Surrogacy UK Working Group Report Published

Kirsty Horsey is a co-author of a recently published Surrogacy UK (SUK) Working Group report dealing with Surrogacy Law Reform, specifically to highlight the need for urgent reform of surrogacy law in the UK. The Working Group aimed to give a voice to those involved in surrogacy – either as intended parents, surrogates or professionals in the field – as well as to interrogate and dispel a number of pervasive ‘surrogacy myths’ that have informed debate in recent years.  The report, published in November 2015, concludes that the time is ripe to embark upon reform of surrogacy law and regulation in the UK, and makes a series of recommendations to that effect, all with the underlying aim or protecting the best interests of children born via surrogacy.  Also involved are Natalie Smith and Sarah Jones, trustees of Surrogacy UK; Sarah Norcross, Director of the Progress Educational Trust (PET) and Louisa Ghevaert, an expert in surrogacy, fertility and parenting law at Michelmores LLP. 

The full report can be found here.

 

Wealthy people may be likely to oppose redistribution of wealth 

According to new research published by Robbie Sutton and co-workers, this may be because they have biased information about how wealthy most people actually are.

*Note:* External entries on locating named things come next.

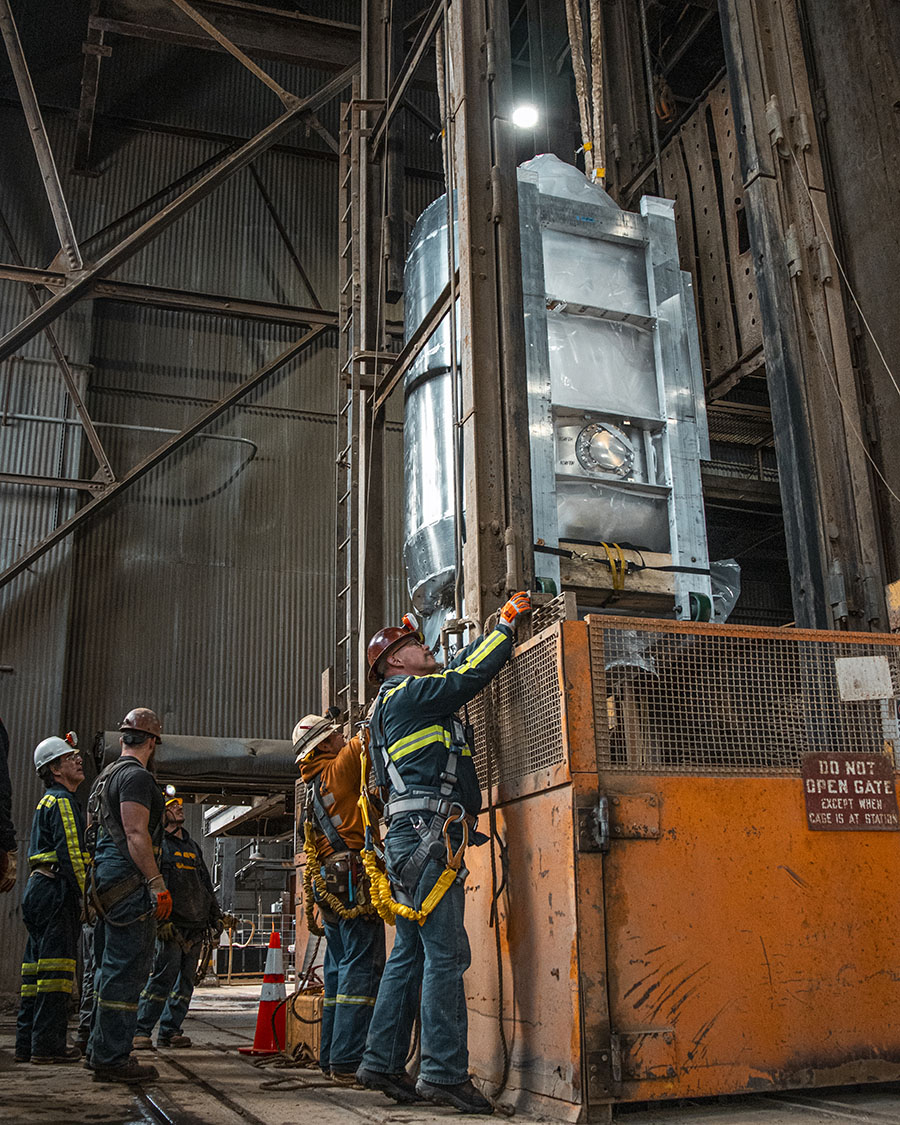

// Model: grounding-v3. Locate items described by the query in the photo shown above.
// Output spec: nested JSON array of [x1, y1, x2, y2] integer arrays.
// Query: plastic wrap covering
[[547, 312, 659, 419], [403, 197, 455, 616], [93, 730, 299, 794], [557, 478, 668, 551], [543, 228, 650, 316], [519, 152, 621, 214]]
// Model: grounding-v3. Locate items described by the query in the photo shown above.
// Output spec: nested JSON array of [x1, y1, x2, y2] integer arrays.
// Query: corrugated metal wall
[[0, 28, 440, 992]]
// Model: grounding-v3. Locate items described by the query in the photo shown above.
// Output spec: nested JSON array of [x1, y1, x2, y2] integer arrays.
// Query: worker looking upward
[[294, 714, 385, 1086], [357, 593, 531, 1114]]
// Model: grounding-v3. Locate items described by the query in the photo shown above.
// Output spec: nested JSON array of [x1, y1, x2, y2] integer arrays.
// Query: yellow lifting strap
[[359, 750, 469, 926], [600, 542, 628, 590]]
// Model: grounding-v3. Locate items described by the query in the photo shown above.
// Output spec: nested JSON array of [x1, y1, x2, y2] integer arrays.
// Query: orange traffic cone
[[237, 930, 287, 1054]]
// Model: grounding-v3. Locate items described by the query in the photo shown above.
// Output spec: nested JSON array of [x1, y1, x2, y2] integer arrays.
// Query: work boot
[[415, 1078, 494, 1115], [92, 1055, 160, 1085], [156, 1033, 190, 1047], [327, 1070, 359, 1087], [357, 1067, 422, 1105], [32, 1047, 81, 1067]]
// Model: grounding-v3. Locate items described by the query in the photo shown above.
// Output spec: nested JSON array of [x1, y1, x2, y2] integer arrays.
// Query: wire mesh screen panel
[[588, 617, 900, 774], [468, 629, 565, 785]]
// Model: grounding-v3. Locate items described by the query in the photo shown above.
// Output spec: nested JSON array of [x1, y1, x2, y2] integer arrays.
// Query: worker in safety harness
[[357, 593, 531, 1114], [0, 719, 18, 894], [16, 734, 87, 1063], [84, 707, 172, 1082], [293, 714, 385, 1086], [132, 797, 224, 1051]]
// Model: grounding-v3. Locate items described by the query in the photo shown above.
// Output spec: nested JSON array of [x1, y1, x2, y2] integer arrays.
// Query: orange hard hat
[[366, 624, 422, 684], [119, 707, 162, 739]]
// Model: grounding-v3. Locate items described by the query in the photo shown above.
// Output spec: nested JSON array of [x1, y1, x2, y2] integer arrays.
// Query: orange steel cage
[[466, 617, 900, 1121]]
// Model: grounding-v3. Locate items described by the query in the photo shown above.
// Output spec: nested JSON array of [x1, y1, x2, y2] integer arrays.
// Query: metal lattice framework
[[588, 617, 900, 774]]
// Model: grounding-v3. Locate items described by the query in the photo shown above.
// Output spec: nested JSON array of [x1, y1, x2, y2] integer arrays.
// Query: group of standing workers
[[10, 708, 222, 1083], [0, 593, 531, 1114], [294, 593, 531, 1114]]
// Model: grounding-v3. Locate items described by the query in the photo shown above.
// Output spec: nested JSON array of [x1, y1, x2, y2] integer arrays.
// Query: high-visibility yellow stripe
[[37, 957, 75, 973], [28, 852, 60, 865], [37, 977, 75, 992], [446, 629, 507, 676], [387, 723, 450, 762], [95, 993, 137, 1011], [56, 797, 84, 891]]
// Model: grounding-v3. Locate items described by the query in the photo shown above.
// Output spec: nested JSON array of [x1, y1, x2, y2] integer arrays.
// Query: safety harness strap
[[306, 777, 347, 852]]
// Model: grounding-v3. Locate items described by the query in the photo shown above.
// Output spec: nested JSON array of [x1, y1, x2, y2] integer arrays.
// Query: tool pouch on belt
[[320, 852, 369, 920]]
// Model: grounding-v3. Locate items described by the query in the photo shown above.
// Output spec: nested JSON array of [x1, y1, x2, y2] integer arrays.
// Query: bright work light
[[513, 106, 538, 129]]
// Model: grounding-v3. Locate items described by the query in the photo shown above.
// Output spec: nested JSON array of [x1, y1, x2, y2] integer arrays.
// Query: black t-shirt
[[95, 757, 165, 883]]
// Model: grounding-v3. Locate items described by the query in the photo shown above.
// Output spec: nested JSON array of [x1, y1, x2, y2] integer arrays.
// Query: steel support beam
[[89, 0, 359, 70], [0, 0, 84, 270], [448, 0, 534, 621], [0, 263, 338, 327], [0, 68, 356, 360], [0, 213, 116, 483], [0, 326, 327, 588]]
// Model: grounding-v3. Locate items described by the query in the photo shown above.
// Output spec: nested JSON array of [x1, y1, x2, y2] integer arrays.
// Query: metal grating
[[468, 630, 565, 786], [588, 617, 900, 774]]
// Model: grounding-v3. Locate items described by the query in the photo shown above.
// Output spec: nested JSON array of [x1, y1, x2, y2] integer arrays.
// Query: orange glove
[[147, 875, 172, 921], [500, 590, 531, 626]]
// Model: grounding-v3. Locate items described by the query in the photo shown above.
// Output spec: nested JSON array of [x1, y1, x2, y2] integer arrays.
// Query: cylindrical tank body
[[403, 196, 456, 617]]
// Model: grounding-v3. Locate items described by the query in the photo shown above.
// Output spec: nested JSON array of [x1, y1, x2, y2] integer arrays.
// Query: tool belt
[[91, 872, 145, 917], [320, 852, 368, 910]]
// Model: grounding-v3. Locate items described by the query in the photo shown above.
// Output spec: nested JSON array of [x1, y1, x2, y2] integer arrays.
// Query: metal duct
[[93, 730, 299, 797]]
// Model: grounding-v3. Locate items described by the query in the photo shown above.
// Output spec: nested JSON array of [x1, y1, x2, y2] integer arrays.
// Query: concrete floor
[[0, 984, 900, 1125]]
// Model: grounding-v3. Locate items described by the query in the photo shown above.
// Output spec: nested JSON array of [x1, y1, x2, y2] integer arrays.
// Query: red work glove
[[147, 875, 172, 921], [500, 590, 531, 626]]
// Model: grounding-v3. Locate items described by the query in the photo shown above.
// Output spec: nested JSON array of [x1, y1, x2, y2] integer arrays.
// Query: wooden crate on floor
[[285, 991, 323, 1059]]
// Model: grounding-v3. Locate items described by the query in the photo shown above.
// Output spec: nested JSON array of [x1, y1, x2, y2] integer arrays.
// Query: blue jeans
[[362, 818, 471, 1086], [318, 915, 385, 1073], [135, 938, 204, 1041], [16, 873, 81, 1059], [88, 879, 156, 1070]]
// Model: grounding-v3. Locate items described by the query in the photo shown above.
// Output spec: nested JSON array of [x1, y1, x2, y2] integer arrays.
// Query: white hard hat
[[290, 714, 341, 764], [35, 735, 72, 770]]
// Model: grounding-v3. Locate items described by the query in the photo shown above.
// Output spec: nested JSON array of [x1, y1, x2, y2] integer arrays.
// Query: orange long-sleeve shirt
[[300, 736, 368, 858]]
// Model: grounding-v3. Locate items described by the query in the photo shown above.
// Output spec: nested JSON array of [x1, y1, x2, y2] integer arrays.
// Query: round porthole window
[[575, 422, 635, 479]]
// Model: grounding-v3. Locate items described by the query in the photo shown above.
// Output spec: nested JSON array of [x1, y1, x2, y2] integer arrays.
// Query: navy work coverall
[[16, 785, 86, 1059], [88, 757, 164, 1070], [135, 828, 222, 1046], [362, 623, 513, 1086], [300, 738, 385, 1074]]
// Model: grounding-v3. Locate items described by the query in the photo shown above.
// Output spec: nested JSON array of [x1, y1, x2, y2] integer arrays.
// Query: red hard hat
[[366, 626, 422, 684], [119, 707, 162, 738]]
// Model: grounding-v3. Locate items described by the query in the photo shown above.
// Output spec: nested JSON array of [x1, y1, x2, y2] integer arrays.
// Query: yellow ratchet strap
[[359, 750, 469, 926]]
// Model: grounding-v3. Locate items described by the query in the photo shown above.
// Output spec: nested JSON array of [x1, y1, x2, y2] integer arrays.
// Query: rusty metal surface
[[465, 786, 582, 1119], [603, 775, 900, 1101]]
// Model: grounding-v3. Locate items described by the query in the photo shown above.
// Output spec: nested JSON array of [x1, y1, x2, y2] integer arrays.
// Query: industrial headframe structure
[[404, 154, 711, 639]]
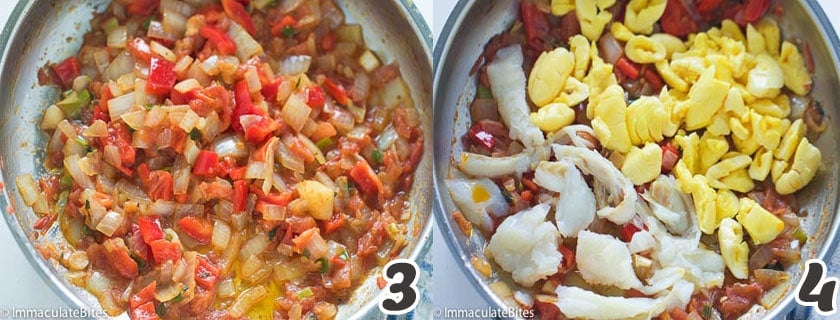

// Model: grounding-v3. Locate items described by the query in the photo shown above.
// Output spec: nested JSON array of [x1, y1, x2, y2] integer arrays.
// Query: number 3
[[379, 259, 419, 315]]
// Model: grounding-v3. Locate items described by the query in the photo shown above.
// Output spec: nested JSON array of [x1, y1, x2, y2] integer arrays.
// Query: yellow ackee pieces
[[528, 47, 575, 107], [624, 0, 667, 34], [621, 143, 662, 185], [738, 198, 785, 245], [718, 218, 750, 279]]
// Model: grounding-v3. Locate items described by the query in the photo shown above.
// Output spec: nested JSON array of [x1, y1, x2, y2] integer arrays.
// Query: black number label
[[379, 259, 420, 315], [796, 259, 840, 316]]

Published in the journal “Psychological Science”, the findings indicate that people use their own neighbourhoods and communities as a gauge of how much wealth other people possess, leading wealthy people to perceive the broader population as being wealthier than it actually is.

“If you’re rich, there’s a good chance you know lots of other rich people and relatively few poor people; likewise, if you’re poor, you’re likely to know fewer wealthy people and more poorer ones,” said Robbie. 

“These results suggest that the rich and poor do not simply have different attitudes about how wealth should be distributed across society; rather, they subjectively experience living in different societies,” adds psychological scientist Rael Dawtry here at the University of Kent, the study’s lead author. 

The research, also co-authored by Chris Sibley of the University of Auckland, recruited over 600 US adults to complete an online survey in two studies. The participants were asked to estimate the distribution of annual household income for their social contacts and also for the entire US population.

According to Robbie, the findings may also help to explain the political polarization observed in countries liked the United States. He added “As richer and poorer people increasingly live segregated lives, the information available to becomes increasingly distorted, and increasingly different.”